December 3, 2022
Jupiter will be closer to Earth and be very luminous;  how to watch

Jupiter will be closer to Earth and be very luminous; how to watch

a September It comes to an end with a key – astronomical – of gold. One of the most anticipated cosmic events will occur on Sunday (25th): the opposition of Jupiter, which will be very luminous and also closest to Earth this century.

It is a perfect opportunity to observe the planet, either with the naked eye or with telescopes, and above all, to make beautiful recordings.


The paradox occurs when a celestial body is placed on the opposite side of the Sun (relative to the Earth, which is between the two bodies). This is often the best time to observe any planet.

What makes this opposition even more special is that in September, Jupiter also made its closest approach to Earth in the 21st century, being “only” 590.3 million km away from us.

Its entire visible face will be illuminated by the Sun, shining with a power of about -3 (for comparison, Venus shines at -5 and the Moon at -13).

As a result, you will look older and brighter than at any other time in the last 22 years.

Jupiter was captured by the James Webb Space Telescope with its faint rings and moons

Photo: NASA, ESA, CSA, Jupiter ERS Team

How do you monitor?

On the 25th of the month, Jupiter will be visible from early evening until dawn, sweeping across the sky.

about 18:30, rising in the east (against sunset); About 5:30 a.m., it sets west.

The best times to observe are between these two periods, with the planet high in the sky.

With the Moon “out”, in its nova phase, and Venus only appearing in the morning, Jupiter will be the brightest object in the night sky.

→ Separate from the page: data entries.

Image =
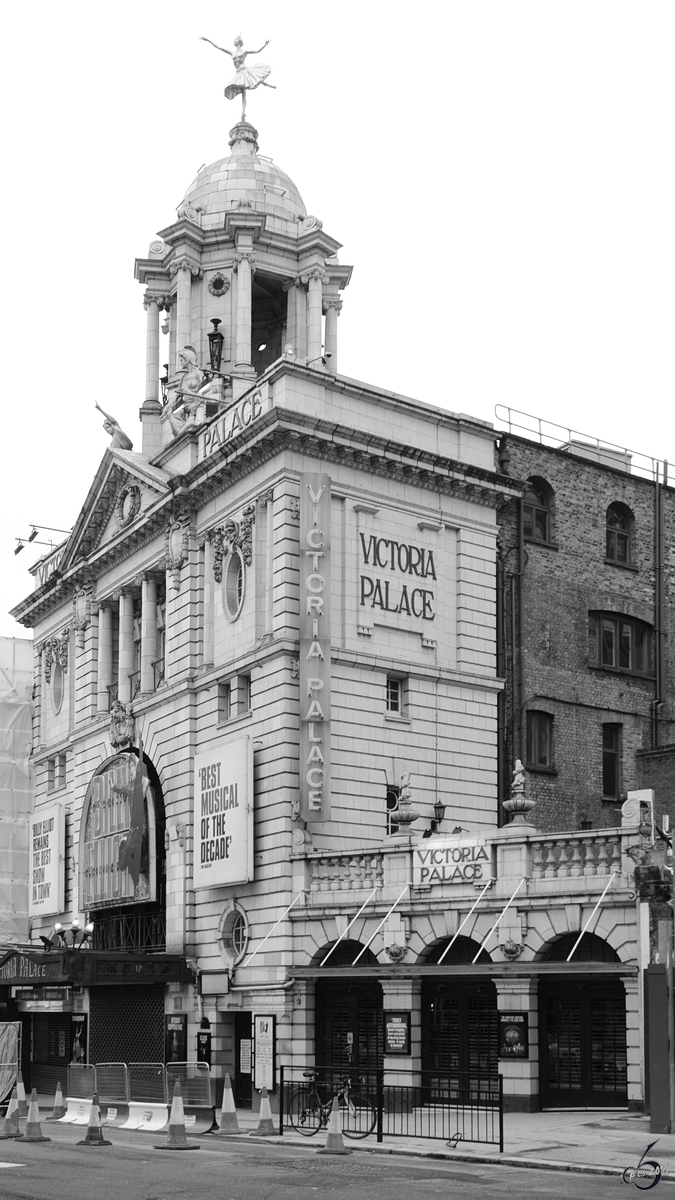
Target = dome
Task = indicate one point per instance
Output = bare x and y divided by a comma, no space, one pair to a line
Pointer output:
245,177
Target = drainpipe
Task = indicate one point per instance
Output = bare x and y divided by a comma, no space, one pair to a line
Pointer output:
521,628
657,604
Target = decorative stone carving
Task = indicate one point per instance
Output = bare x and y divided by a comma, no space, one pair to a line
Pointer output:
57,651
119,438
404,815
246,78
511,949
233,534
82,613
219,285
184,264
177,544
121,725
519,805
127,504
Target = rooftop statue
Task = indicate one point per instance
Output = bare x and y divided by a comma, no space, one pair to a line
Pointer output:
246,78
119,438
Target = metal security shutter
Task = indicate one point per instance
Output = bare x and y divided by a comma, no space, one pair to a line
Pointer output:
583,1044
459,1029
126,1024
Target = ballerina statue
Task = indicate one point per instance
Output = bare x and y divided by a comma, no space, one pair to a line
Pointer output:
246,78
119,438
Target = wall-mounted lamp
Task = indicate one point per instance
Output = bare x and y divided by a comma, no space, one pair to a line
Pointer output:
438,814
215,345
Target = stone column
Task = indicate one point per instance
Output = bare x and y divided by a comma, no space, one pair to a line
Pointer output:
245,262
126,664
105,658
332,306
208,603
300,307
148,635
316,277
183,303
151,349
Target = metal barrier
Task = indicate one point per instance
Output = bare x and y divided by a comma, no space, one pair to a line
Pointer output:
195,1079
112,1083
458,1107
82,1080
147,1083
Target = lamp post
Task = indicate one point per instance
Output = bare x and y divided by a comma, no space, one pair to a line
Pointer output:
215,345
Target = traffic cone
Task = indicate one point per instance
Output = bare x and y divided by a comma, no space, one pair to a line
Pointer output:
59,1109
228,1122
33,1131
21,1096
94,1131
12,1116
266,1125
10,1122
177,1139
334,1143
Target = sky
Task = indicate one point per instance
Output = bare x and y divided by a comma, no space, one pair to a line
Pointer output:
500,174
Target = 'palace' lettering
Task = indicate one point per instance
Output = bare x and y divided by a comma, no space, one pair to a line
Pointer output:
234,421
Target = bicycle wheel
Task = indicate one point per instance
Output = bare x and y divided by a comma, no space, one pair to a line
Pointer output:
305,1111
359,1115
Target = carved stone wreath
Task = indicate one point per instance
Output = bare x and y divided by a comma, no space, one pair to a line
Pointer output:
233,535
127,504
55,649
219,285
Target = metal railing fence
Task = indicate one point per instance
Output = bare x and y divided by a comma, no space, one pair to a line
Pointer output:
453,1107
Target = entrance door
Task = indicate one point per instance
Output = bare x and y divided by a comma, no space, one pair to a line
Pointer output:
243,1060
348,1025
583,1044
459,1031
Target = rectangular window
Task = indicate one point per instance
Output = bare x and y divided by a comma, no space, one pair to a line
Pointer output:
620,643
611,761
396,695
539,739
55,772
223,701
393,795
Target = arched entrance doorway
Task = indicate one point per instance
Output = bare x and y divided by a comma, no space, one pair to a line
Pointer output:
459,1017
348,1023
583,1031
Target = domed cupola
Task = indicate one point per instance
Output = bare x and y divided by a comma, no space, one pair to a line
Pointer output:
246,277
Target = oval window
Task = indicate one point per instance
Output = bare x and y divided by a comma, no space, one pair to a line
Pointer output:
233,585
57,687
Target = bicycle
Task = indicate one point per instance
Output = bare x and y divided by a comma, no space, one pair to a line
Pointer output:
309,1113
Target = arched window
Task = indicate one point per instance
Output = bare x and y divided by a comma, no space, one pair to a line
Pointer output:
619,534
537,511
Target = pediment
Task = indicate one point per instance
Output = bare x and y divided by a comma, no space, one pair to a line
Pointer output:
125,487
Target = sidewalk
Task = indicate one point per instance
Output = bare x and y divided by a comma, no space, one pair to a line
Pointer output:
591,1143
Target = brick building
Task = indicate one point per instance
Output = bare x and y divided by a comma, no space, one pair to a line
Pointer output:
586,629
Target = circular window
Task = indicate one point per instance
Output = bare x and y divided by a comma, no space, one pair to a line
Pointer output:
57,687
234,935
233,585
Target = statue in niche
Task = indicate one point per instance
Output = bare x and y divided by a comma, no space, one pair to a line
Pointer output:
246,78
119,438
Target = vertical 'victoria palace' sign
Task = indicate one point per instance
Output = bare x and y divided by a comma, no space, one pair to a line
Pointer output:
315,647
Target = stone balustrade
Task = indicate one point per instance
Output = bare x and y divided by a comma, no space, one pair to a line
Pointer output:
575,855
346,873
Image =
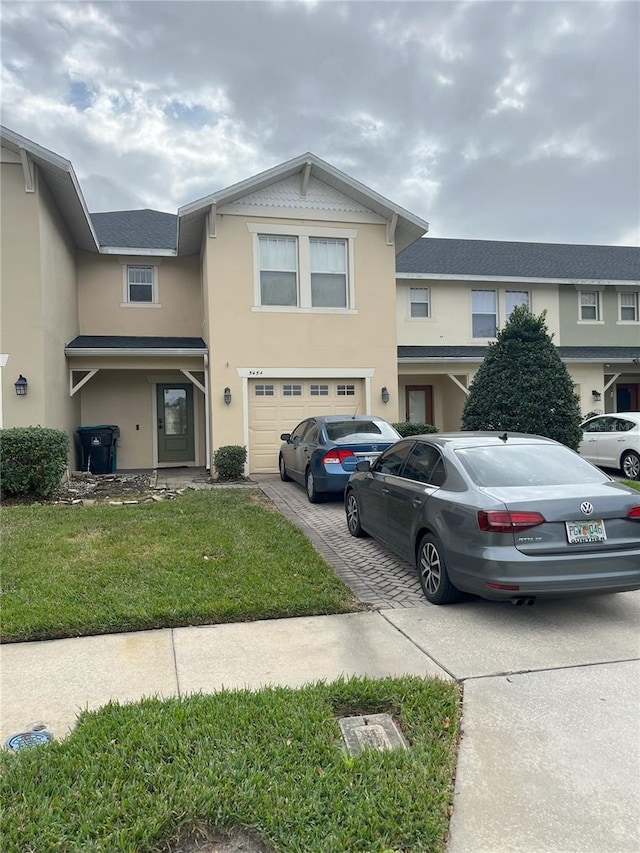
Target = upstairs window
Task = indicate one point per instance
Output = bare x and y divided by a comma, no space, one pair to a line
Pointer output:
278,270
328,260
628,305
419,301
140,284
484,313
589,306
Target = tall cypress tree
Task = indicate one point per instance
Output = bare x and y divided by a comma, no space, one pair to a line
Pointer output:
523,385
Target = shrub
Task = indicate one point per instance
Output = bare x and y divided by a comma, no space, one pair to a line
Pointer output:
523,386
406,428
32,460
229,461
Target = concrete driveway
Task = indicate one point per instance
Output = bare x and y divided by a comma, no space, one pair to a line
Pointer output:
550,752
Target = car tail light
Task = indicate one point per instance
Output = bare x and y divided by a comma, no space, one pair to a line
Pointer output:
337,456
503,521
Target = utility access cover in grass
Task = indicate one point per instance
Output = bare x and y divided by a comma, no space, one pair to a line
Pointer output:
377,731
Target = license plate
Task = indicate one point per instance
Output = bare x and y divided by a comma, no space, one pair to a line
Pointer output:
585,531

It shouldn’t be hard to find. To the naked eye, it looks like a large, pale yellow star.

If you are having trouble locating, use File Site or Application astronomy (as SkywalkAnd the start tableor Sky Safari or stellarium).

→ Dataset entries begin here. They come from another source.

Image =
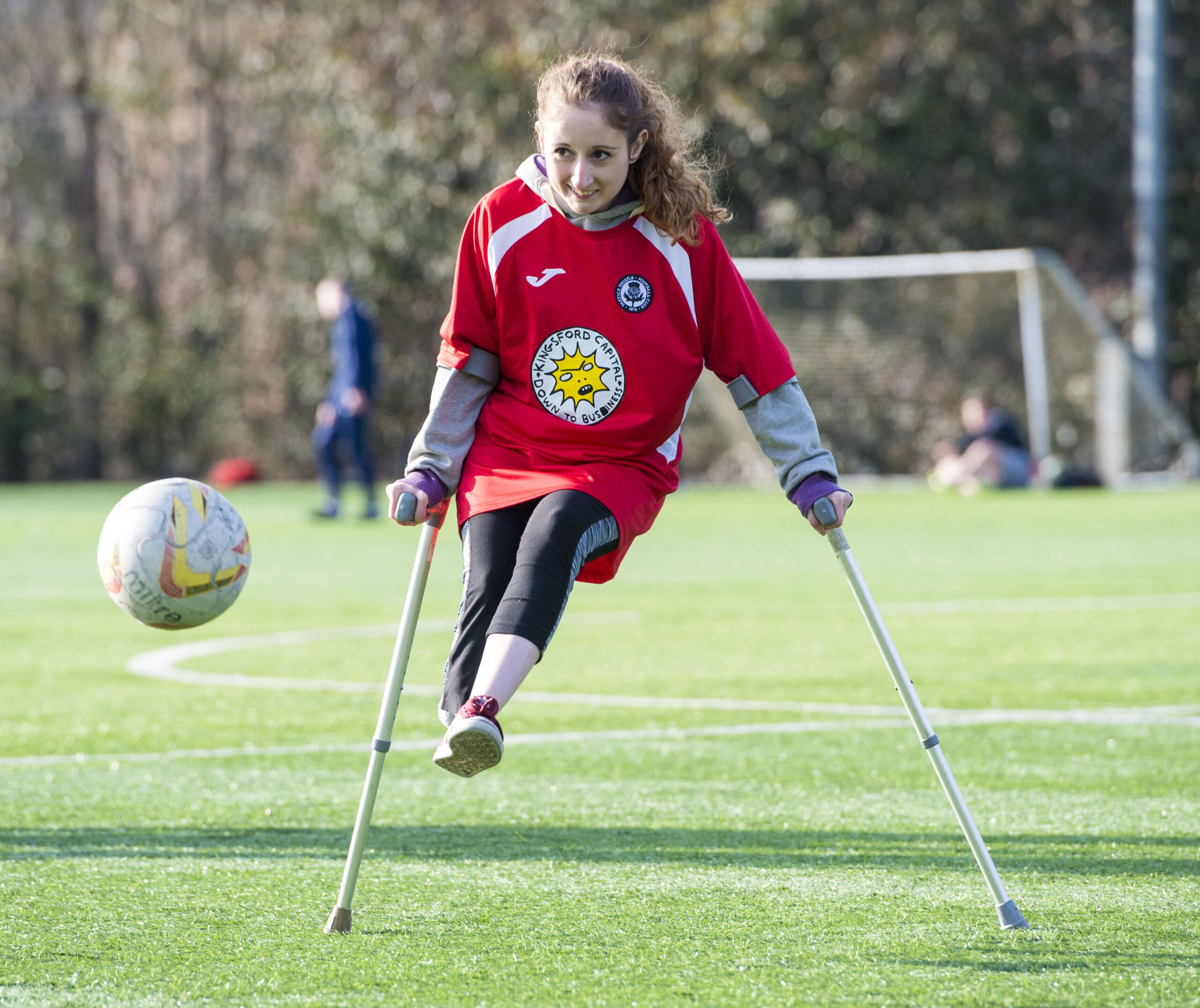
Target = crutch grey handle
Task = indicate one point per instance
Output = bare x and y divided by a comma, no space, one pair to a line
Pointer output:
406,507
826,513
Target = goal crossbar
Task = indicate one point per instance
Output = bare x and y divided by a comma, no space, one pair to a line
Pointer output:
1119,371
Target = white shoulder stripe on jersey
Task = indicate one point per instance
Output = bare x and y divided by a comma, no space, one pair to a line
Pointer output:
670,448
678,260
504,238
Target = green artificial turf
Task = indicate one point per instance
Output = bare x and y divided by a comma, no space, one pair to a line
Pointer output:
779,867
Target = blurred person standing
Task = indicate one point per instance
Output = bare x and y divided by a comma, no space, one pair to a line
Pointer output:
342,417
990,451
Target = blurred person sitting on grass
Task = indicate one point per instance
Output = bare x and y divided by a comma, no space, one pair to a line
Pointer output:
990,453
342,415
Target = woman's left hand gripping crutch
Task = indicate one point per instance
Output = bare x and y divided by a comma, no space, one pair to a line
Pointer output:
340,919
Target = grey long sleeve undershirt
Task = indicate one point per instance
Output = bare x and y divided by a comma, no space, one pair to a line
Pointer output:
783,424
780,421
444,440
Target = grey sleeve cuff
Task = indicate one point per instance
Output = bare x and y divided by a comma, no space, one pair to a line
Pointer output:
783,424
444,440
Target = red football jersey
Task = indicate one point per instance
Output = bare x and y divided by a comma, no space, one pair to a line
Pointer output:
601,338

It’s the best time to photograph the planet, revealing its stunning distinctive details – such as its colorful cloud bands and the four largest of its 79 moons (ioEurope, Ganymede and Callisto).

With the help of binoculars or a telescope, the sight becomes clearer and more surprising.

The event can be seen from anywhere in Brazil, if the sky is clear. The next few days are also great opportunities to watch.